The hope will be that this is an anomaly – a ‘freak accident’ in casual parlance. If it is a systemic error either mechanical or electronic, then this is a larger concern for the airlines that fly Boeing Dreamliner 787 aircraft. Let’s hope it isn’t. If it is, it will pile on the woes to Boeing’s existing stack.
Qantas has handled its recovery really badly, but so have almost every airline, airport, baggage handling, airline catering and any other air travel related company worldwide.
Qantas is in the public’s cross-hairs because most Australians would like to think of it as ‘their’ airline. A view that the Qantas marketing and PR team encourage. Well, its come back to bite them. And for that they do need to take responsibility.
Just remember that airines globally are expected to lose a minimum of US$314 billion due to the pandemic. In 2020 alone over 40 airlines went bankrupt or ceased operations despite in some cases massive public subsidy.
Although some were small regional airlines many were large and international. Think Avianca and LATAM in South America, or South African Airways.
Here, Virgin Australia went into administration only to be reborn with private capital. Airlines, including Qantas had to save any amount of money they could.
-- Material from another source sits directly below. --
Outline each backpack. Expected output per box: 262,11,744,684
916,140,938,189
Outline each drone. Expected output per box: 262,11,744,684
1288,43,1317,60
Their operations were slashed by around 80 or 90% and despite government subsidy – unloading staff, although personally devastating, was an inevitable consequence.
Alan Joyce is (forgive the casual racism, but I am quoting a squad of twitter trolls) not an ‘evil supernatural leprechaun’. He has been a cut-throat data and maths based CEO that has brought riches to shareholders, executives, kept Qantas solvent, expanded the companies market share, and continued to keep passengers in the air, albeit delayed and without luggage sometimes. And he’s politically savvy too, maybe not as much as ex politician led Regional Express that got the lions share of public money.
Sure Joyce is an industrial hard-arse, but that is a tradition started at Qantas two decades before by previous CEO Geoff Dixon who was a great outsourcer and supporter of John Howard’s anti-worker ’Work Choices’ industrial reforms.
I understand the relief that Qantas bashing gives people who suffer the maelstrom that air travel is these days. But lets recognise it as that – venting, and who better to blame than a (former?) national icon. Lets not pretend that other airlines – including Virgin Australia, but with the possible exception of REX, have treated the public very much better.
I’m getting off my soapbox now. And this was going to be a short little article!
Disclosure: The author holds equities in Qantas and Regional Express, other airline and travel-related entities, and until recently in Sydney Airport. You can find additional details at the end of the T&C’s.